Based on the scatter plot and the mean graph of ANOVA, we assumed that night sleep duration has curvilinear (U-shaped) correlations with FG and TG/HDL-C and linear correlation with BMI. Multiple linear and curvilinear regression models were performed to identify the assumed independent linear or U-shaped associations of FG, TG/HDL-C and BMI with sleep duration using FG and TG/HDL-C as dependent variables. In Model 1, FG and TG/HDL-C were regressed on night sleep duration after adjusting for sex, age, occupation, highest education, marriage status, physical exercise, BMI, subjective sleep quality, and sleeping drug use. In model 2, FG and TG/HDL-C were regressed on night sleep duration using both a linear and a quadratic term to identify the assumed U-shaped relation after adjusting for sex and age. In model 3, BMI was additionally included as a possible explaining factor to the relation tested in model 2. In model 4, occupation, highest education, marriage status, physical exercise, subjective sleep quality and sleeping drug use were additionally included as possible confounders.
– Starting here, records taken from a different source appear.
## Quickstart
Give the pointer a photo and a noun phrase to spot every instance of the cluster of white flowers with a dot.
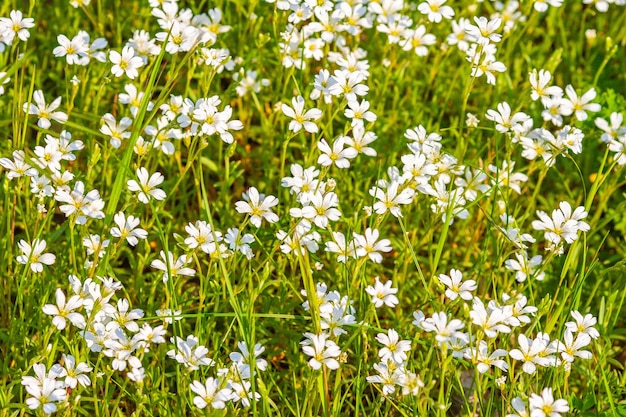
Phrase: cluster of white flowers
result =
(234, 383)
(47, 389)
(107, 327)
(14, 28)
(334, 312)
(392, 369)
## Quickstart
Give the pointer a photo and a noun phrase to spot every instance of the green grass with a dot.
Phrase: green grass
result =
(258, 299)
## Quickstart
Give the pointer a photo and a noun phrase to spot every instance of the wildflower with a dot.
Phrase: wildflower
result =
(44, 111)
(17, 25)
(79, 204)
(18, 166)
(395, 349)
(33, 254)
(63, 310)
(301, 119)
(540, 90)
(417, 40)
(348, 84)
(388, 376)
(518, 405)
(525, 267)
(435, 10)
(169, 316)
(238, 242)
(74, 50)
(390, 199)
(544, 405)
(323, 351)
(180, 37)
(455, 287)
(335, 315)
(209, 393)
(579, 105)
(258, 206)
(337, 155)
(146, 186)
(459, 35)
(116, 131)
(507, 123)
(490, 321)
(359, 141)
(564, 224)
(202, 236)
(359, 112)
(340, 246)
(320, 210)
(74, 374)
(127, 229)
(438, 323)
(531, 353)
(125, 63)
(484, 30)
(189, 353)
(45, 391)
(171, 267)
(383, 294)
(368, 245)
In model 5, a multiple linear regression model was performed to explore the independent association of BMI with sleep duration after adjustment of sex, age. In model 6, occupation, highest education, marriage status, physical exercise, subjective sleep quality and sleeping drug use were included as potential confounding factors. It was tested whether the linear associations of BMI with sleep duration in model 5 remain present. A two-sided p<0.05 was considered statistically significant. We used Epidata V.3.0 to input and manage the data and Stata V.15.1 to analyse the data.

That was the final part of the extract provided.